Penguatan Kapasitas Masyarakat Desa 3T Melalui Pendekatan Smart Village 6 Pillar Di Desa Sokop Kepulauan Meranti
DOI:
https://doi.org/10.37859/abdimasekodiksosiora.v6i1.12511
Abstract
Pembangunan di wilayah Terdepan, Terluar, dan Tertinggal (3T) masih terkendala oleh hambatan geografis, aksesibilitas, serta rendahnya nilai tambah komoditas lokal. Kegiatan pengabdian masyarakat ini bertujuan untuk menguatkan kapasitas masyarakat Desa Sokop, Kabupaten Kepulauan Meranti, melalui penerapan kerangka kerja Smart Village 6 Pilar yang diadaptasi secara kontekstual.

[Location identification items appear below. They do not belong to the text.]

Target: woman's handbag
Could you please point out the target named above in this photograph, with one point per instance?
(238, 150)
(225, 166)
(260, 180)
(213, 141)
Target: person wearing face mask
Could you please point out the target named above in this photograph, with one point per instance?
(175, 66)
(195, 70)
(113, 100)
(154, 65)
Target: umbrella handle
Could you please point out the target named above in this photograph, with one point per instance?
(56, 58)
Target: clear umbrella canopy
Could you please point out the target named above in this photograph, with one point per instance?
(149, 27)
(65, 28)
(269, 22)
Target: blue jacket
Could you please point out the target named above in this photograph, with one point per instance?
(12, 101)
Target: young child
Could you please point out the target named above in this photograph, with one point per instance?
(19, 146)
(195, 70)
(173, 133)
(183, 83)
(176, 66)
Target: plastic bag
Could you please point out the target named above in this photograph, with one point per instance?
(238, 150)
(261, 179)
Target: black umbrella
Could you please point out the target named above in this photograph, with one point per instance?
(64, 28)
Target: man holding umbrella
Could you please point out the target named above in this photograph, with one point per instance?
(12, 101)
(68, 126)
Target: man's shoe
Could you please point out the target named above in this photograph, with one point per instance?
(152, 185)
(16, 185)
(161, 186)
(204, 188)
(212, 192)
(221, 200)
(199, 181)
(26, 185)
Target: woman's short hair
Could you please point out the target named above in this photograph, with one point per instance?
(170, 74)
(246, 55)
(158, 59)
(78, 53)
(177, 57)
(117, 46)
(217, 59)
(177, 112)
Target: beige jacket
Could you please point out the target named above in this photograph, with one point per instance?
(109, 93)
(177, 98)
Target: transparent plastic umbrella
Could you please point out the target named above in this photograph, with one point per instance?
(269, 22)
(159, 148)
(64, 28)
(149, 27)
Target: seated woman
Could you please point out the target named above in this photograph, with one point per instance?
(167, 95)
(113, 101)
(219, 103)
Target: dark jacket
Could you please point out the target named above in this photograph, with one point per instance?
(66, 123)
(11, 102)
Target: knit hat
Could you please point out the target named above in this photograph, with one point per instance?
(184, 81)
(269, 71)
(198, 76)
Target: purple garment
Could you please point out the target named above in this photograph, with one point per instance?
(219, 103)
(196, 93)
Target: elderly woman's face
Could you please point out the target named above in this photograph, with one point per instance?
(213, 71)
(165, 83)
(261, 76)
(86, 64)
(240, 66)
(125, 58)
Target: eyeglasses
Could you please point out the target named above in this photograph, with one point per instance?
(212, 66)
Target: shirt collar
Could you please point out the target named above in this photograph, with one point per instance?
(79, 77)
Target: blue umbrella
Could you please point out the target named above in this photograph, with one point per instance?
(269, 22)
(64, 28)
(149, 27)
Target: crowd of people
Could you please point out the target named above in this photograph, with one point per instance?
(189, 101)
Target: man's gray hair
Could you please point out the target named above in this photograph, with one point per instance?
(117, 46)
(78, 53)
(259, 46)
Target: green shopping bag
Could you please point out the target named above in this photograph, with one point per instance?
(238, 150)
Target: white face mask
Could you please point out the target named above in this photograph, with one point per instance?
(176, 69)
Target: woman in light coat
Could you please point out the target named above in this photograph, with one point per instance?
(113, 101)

Metode yang digunakan adalah Participatory Rural Appraisal (PRA) yang dilaksanakan dalam dua fase visitasi lapangan serta didukung oleh mekanisme pendampingan jarak jauh. Hasil intervensi menunjukkan: 1) Pilar Ekonomi Cerdas berhasil menginisiasi hilirisasi sagu melalui diversifikasi produk (mie dan kerupuk sagu) serta perbaikan kemasan untuk meningkatkan posisi tawar UMKM/KWT; 2) Pilar Masyarakat dan Tata Kelola Cerdas meningkatkan minat baca anak melalui revitalisasi Pojok Baca Desa (>100 buku) dan mengefisiensikan pelayanan publik menggunakan Sistem SAJI (administrasi digital terintegrasi); 3) Pilar Living dan Lingkungan Cerdas meningkatkan kesadaran sanitasi berbasis jamban sehat lahan gambut serta pencegahan stunting melalui gizi keluarga; dan 4) Pilar Mobilitas Cerdas mewujudkan Center of Excellence (CoE) Digital UMRI-Sokop sebagai hub pendampingan berkelanjutan. Penelitian ini menyimpulkan bahwa rekayasa manajemen adaptif pada kerangka Smart Village efektif mendorong kemandirian masyarakat di wilayah pesisir 3T.